Senador por Alagoas e dono de uma esperteza que o levou a presidir o Congresso por várias vezes, Renan Calheiros (MDB) experimentou neste final de semana o reverso da medalha, elevado à condição de grande vilão político nacional, repudiado em redes sociais e em outras manifestações de brasileiros, do Oiapoque ao Chuí e finalmente desmoralizado na tentativa de empalmar mais uma vez o comando de uma instituição que luta para vencer o profundo desgaste enfrentado no cenário nacional. Renan Calheiros é, reconhecidamente, um dos últimos coronéis políticos, versado no varejo das chicanas que o iludiram a ponto de considerar-se um gênio da política. Teve que ser ejetado a fórceps, já que resistiu bravamente na sanha para manejar os cordéis do poder. Desta vez não deu, para o bem do Brasil.

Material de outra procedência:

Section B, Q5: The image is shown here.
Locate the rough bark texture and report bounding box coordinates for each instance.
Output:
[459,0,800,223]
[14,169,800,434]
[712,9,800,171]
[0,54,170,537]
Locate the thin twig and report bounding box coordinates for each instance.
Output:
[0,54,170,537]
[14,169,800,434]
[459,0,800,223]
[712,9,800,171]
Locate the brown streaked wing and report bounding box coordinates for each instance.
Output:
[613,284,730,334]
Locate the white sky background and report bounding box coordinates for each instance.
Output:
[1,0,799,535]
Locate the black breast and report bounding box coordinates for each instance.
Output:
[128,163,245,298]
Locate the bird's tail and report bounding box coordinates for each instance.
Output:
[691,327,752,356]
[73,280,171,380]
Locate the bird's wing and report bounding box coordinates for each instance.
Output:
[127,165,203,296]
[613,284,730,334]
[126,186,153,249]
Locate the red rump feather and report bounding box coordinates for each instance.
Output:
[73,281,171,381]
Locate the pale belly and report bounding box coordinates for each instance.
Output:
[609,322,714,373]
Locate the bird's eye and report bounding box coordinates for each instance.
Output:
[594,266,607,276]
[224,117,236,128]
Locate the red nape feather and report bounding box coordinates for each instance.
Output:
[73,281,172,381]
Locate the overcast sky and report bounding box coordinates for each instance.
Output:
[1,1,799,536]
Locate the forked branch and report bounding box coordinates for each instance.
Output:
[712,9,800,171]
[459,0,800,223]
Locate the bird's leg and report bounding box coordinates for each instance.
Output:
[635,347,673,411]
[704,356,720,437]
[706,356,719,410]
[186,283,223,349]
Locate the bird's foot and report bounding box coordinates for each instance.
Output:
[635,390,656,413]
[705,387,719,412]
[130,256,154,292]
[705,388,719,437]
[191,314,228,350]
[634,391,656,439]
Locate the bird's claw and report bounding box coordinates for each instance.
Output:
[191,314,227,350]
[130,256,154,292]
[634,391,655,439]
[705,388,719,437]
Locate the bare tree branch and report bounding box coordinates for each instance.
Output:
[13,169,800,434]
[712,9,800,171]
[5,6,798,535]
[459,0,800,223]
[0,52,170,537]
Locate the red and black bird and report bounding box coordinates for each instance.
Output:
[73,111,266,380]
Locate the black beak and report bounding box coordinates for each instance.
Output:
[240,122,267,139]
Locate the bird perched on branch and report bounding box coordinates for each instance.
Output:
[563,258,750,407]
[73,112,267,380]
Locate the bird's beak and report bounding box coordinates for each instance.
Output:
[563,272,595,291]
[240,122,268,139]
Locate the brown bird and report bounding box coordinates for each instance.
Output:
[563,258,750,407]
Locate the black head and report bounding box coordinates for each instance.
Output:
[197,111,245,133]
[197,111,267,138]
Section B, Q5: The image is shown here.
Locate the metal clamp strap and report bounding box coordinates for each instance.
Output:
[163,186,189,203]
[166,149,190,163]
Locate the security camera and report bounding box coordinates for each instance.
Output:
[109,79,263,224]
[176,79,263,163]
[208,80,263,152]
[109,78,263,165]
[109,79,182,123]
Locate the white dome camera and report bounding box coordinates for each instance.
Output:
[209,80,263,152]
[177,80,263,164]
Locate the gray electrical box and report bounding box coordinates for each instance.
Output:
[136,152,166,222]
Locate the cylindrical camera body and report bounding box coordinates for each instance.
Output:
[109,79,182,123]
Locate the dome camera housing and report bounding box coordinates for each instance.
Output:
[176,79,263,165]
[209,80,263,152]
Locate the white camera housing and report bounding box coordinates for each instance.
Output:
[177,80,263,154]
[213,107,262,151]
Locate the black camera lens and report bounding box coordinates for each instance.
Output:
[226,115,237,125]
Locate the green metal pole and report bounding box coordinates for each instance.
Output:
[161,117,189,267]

Renan é um dos expoentes da arcaica constelação política que tem dominado o cenário nacional por meio de expedientes excusos. É surpreendente que tenha sobrevivido tanto tempo, a tantos governos, e que até hoje não tenha sido alcançado pelo braço da Lei, a despeito de ter construído, ao invés de uma trajetória digna, um prontuário, com acusações sobre acusações que desfiguram o seu caráter e desnudam a sua personalidade nociva. Renan é um mal para a democracia, porque nunca procurou fazer o bem pelo País ou para o País. É uma excrescência política, que saltou com desenvoltura de governo em governo graças a artimanhas de baixo calão, uma das quais a bajulação. Ou a sabujice.
Remanescente da República do pato laqueado na China que ungiu Fernando Collor para mandar no Brasil por pelo menos 20 anos, Calheiros assistiu, boquiaberto, ao impeachment do parceiro político em menos de dois anos de governo, tragado, na década de 90, pelo esquema PC Farias, de gangsterismo político e que versava sobre tráfico de influência e maquinações de assalto aos cofres públicos para gáudio ou proveito de uma minoria de apaniguados pelo menos assim se julgavam. A sociedade ligou as antenas em tempo hábil e safou-se do esquema escandaloso. Collor cumpriu seu exílio e voltou apagado à ribalta política. Renan, lépido e fagueiro, já identificava com olhos de lince novos candidatos a parceiros, passando por Sarney e por outras raposas políticas carcomidas.
Teve a sagacidade de enfronhar-se, inclusive, nos domínios do exigente Partido dos Trabalhadores comandado, da prisão, por Luiz Inácio Lula da Silva e paladino de uma ética que se concentrou no mensalão, no petrolão e em no impeachment de Dilma Rousseff. O que restou de petista no Senado, nessa nova configuração, ensaiou a caminhada para os domínios de Renan Calheiros até render-se à evidência de que não dava mais e de que era preciso mudar o enredo para uma adaptação à nova realidade política, social e cultural imperante no Brasil, com a derrubada de velhos vícios, de antigos costumes que não encontram mais espaço na conjuntura contemporânea. Expurgar Renan do comando do Senado Federal foi tomada como uma questão de honra por grande parte dos segmentos sociais, cansados e chocados com os maneirismos e a pretensa habilidade do provinciano político das Alagoas. O ciclo se fecharia mesmo com a punição de Renan, nos limites da Lei da Ficha Limpa, computadas as dezenas de falcatruas pelas quais é responsabilizado em processos e inquéritos que se abrem e se fecham com uma velocidade estonteante.
A impressão que se tem, depois do desfecho da eleição do Senado que alçou à presidência um desconhecido do grande público, o senador Davi Alcolumbre, é que se aprofunde o isolamento dos Renans que proliferam naquela Casa e também no âmbito da Câmara Federal e que o processo de limpeza e oxigenação dos quadros políticos siga adiante no mesmo compasso do baile da vida que segue. Afinal de contas, o Brasil tem passado, nos últimos anos, por ensaios e testes de experimentos que possam consolidar a modernidade política, virando a página dos escândalos, das falcatruas, das prisões de tipos como Sérgio Cabral, recordista já não mais em mandatos mas em sentenças judiciais. O Brasil passado a limpo sempre foi uma grande aspiração da sociedade, mas também sempre se soube que se tratava de um processo lento e gradual, para o que a opinião pública teria que ter paciência. Os avanços estão se cristalizando, bem ou mal. Mais importante é a conscientização que hoje é jurisprudência quanto à necessidade de transformar a vida pública num sacerdócio, não num negócio, como pregava, décadas atrás, o senador e poeta paraibano Ronaldo Cunha Lima.